Restaurants Struggle to Fill Positions, Ask ‘Where Are the Workers?’
Now is an excellent time to be in the market for a job. Businesses are bouncing back from the pandemic. According to the Minnesota Department of Employment and Economic Development, the state lost 416,300 jobs from February through April 2020 and has since gained 235,300 jobs, or 56.5% of the jobs lost on a seasonally adjusted basis. The private sector has regained 57.7% of the jobs lost. However, many restaurants and retail shops tell CCX News that they are having a hard time filling positions.
“If there are good applicants, there are several employers that are trying to woo them,” said Josh Dykhuis, co-owner of Birdhouse Eat and Drink.

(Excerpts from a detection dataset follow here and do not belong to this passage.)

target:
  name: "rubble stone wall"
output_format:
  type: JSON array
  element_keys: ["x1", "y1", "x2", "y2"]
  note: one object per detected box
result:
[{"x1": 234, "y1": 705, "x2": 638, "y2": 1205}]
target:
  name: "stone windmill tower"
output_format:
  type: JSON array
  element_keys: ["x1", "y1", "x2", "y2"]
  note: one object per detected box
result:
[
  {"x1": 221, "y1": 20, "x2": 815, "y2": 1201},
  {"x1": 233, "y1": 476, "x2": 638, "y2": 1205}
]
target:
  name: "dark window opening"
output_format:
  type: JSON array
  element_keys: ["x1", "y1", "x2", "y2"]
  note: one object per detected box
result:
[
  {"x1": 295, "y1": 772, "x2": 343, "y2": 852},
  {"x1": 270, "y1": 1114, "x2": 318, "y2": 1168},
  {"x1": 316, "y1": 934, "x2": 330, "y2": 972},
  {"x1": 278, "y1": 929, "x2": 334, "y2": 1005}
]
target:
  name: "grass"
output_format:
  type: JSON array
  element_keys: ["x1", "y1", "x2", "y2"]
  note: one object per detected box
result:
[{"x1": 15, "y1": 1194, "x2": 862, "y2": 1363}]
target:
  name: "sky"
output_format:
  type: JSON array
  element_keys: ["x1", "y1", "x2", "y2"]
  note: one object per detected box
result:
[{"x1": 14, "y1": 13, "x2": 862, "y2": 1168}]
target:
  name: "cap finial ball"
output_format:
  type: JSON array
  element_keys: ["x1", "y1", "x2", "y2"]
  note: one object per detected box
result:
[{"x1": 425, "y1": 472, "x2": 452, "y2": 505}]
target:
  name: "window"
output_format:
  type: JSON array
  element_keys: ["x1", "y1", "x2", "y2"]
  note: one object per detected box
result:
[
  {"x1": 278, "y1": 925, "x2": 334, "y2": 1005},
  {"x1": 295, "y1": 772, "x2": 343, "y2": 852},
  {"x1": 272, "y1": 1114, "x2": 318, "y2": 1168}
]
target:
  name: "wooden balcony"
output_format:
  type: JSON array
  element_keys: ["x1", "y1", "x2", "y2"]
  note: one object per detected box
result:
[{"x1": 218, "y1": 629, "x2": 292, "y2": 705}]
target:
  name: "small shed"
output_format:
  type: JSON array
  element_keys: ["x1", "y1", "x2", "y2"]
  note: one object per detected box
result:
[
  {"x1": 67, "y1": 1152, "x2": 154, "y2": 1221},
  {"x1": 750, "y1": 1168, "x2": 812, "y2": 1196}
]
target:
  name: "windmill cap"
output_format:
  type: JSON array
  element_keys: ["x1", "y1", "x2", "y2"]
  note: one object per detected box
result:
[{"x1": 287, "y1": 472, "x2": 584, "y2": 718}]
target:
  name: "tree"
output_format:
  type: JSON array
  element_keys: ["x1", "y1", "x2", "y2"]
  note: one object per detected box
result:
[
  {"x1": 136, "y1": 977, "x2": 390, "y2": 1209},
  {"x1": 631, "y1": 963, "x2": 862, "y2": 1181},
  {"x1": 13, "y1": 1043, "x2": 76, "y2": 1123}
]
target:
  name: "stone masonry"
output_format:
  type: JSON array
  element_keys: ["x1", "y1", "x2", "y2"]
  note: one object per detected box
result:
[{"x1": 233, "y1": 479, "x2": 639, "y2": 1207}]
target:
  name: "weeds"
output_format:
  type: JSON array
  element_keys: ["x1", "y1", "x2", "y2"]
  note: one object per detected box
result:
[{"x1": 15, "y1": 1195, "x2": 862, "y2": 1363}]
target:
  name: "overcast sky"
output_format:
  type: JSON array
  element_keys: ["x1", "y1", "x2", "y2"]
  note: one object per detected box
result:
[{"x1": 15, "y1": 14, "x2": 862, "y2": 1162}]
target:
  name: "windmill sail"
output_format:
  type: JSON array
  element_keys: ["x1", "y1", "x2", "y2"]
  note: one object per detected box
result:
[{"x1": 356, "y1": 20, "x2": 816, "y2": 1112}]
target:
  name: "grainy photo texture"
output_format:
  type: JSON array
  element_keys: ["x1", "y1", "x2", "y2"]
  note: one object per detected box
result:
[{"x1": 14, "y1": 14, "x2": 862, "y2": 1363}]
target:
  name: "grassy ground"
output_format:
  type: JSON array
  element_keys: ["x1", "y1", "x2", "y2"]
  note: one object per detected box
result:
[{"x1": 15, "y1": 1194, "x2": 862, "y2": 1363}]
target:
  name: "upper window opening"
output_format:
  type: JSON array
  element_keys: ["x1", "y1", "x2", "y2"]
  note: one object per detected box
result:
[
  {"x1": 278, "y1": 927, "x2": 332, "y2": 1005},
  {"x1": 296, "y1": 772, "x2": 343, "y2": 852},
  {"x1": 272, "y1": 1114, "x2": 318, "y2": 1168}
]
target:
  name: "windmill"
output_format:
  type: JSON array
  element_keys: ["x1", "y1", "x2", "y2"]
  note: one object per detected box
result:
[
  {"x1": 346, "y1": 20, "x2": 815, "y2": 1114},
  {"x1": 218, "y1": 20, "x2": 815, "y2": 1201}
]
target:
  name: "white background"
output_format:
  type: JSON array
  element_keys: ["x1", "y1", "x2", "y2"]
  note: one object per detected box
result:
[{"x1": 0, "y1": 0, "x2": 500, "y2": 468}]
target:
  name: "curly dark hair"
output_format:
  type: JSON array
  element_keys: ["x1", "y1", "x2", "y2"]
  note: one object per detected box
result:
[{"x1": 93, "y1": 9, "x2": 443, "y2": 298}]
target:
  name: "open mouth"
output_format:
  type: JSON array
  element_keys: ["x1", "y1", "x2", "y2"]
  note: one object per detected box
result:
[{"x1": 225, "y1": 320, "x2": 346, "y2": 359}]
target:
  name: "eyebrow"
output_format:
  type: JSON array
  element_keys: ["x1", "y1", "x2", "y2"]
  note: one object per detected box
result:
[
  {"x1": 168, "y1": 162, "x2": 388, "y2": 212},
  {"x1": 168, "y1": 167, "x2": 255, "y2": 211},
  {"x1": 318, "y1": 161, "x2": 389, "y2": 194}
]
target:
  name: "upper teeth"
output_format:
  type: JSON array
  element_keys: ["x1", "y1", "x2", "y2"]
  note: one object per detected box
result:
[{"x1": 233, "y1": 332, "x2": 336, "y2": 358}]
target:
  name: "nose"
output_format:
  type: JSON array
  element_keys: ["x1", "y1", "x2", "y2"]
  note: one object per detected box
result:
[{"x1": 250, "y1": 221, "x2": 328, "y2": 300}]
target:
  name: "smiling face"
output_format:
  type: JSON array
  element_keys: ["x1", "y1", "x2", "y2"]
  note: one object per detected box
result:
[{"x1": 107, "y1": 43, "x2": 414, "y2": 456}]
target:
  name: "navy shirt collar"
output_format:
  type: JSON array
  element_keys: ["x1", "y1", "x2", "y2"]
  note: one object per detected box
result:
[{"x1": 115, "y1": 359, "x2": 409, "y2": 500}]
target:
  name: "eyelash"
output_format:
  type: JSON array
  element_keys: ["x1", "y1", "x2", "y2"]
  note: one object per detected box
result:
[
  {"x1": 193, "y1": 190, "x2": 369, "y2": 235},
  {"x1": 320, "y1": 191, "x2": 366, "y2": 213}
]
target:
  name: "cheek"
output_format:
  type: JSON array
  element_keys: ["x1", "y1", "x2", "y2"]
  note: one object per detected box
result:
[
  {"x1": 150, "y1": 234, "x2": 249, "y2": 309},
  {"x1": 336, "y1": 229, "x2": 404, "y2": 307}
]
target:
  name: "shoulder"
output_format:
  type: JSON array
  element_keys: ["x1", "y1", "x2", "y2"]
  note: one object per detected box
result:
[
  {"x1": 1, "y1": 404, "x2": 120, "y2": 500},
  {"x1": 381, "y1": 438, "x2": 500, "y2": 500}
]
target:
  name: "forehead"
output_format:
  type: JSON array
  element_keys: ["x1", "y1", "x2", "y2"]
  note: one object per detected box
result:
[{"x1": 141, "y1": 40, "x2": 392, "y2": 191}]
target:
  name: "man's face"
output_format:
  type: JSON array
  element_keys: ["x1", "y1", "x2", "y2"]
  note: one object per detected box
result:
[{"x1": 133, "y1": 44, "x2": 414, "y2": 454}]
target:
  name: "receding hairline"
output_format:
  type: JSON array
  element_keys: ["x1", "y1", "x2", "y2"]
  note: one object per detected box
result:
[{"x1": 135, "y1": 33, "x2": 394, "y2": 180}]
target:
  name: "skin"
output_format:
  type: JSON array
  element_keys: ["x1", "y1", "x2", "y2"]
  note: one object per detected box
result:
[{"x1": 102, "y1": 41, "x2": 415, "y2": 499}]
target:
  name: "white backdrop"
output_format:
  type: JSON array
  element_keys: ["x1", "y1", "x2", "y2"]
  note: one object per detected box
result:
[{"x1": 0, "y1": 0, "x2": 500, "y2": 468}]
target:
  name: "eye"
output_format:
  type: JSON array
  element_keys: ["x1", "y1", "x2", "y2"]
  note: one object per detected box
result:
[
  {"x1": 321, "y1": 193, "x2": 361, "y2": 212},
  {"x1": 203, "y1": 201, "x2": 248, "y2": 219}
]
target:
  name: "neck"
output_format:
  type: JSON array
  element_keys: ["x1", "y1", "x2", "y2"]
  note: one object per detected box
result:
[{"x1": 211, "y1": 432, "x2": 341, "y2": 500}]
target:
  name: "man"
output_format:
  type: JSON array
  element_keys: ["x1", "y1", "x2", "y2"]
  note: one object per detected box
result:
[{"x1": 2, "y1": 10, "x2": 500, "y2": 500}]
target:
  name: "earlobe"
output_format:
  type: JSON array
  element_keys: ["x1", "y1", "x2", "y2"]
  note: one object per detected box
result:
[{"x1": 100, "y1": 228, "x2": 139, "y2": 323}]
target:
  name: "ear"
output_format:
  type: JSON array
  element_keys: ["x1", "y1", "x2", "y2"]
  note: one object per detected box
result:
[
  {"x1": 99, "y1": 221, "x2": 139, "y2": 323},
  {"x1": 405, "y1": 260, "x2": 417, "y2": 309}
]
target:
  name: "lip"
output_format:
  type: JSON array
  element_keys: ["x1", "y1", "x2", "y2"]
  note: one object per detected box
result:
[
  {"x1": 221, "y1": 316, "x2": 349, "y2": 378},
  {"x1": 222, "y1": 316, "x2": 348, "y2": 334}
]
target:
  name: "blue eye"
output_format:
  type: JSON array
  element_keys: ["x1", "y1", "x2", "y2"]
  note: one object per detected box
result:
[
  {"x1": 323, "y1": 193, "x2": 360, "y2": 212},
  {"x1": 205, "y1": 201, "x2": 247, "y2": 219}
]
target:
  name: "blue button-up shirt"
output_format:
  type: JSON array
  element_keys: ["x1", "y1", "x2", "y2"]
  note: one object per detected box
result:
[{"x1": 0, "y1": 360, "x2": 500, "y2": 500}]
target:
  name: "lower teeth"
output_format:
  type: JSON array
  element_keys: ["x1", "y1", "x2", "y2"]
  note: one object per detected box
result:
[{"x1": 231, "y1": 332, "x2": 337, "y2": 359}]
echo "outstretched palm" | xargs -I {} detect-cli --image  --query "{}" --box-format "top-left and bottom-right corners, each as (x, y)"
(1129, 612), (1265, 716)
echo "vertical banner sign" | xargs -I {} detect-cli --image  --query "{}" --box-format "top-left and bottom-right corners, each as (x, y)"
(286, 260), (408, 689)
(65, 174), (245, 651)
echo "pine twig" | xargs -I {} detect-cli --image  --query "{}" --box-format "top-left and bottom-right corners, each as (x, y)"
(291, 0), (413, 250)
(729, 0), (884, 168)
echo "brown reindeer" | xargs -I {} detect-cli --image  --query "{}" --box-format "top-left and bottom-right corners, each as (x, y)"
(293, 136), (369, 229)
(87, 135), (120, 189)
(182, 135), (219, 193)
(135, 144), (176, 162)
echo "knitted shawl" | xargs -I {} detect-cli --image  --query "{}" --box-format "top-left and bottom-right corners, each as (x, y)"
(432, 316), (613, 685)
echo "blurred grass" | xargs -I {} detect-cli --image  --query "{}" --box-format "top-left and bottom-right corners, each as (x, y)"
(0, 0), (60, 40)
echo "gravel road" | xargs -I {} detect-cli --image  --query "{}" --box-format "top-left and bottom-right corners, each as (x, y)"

The Robbinsdale restaurant is short-staffed, so Dykhuis is also helping in the kitchen.
“It’s taxing, and I’m tired. We could use some cooks and servers,” he said.
The popular eatery opened last August during the height of the pandemic and hasn’t recovered. The owner is putting in long days but is excited to return to normal by extending hours. But at the same time, he’s nervous about doing that.
“The question is, do we have the staff for it? And right now, I don’t think we do,” Dykhuis explained.
Dykhuis also said the labor shortage affects the global supply chain and makes things challenging for restaurants.
“Our vendors are frequently out of product, leaving us without the food, drink, and supplies we need to operate. There have been numerous times where suppliers don’t have the warehouse workers and drivers to fill our orders,” he said.
Restaurants on Worker Shortage: ‘We Can’t Hire Anybody’
Down the street at the Wicked Wort Brewing Co., the taproom and restaurant is also feeling the pain of trying to add people to the payroll.
“The struggle is that we can’t hire anybody,” said Wicked Wort owner Steve Carlyle. “We hire people, and then they don’t show up for work. They don’t even show up for work.”
Both the taproom and its coffee shop are in search of excellent employees.
“Between both companies here, we could easily use up to eight people,” explained Carlyle.
Members of the family-owned business are spreading themselves thin, filling in and covering vacant work shifts, and Carlyle sometimes cooks on Monday.
Some hiring managers say there are many reasons they’re scrambling to find employees. But the main factor seems to be some potential workers prefer to live off unemployment benefits, which have been higher during the pandemic.
“It’s great the government is helping out people in need, but at the same time, it’s kind of having a backlash effect,” said Dykhuis.
“They’re getting paid by the government, and they’re just not wanting to work,” remarked Carlyle.
Both Robbinsdale businesses say they hope things turn around sooner rather than later.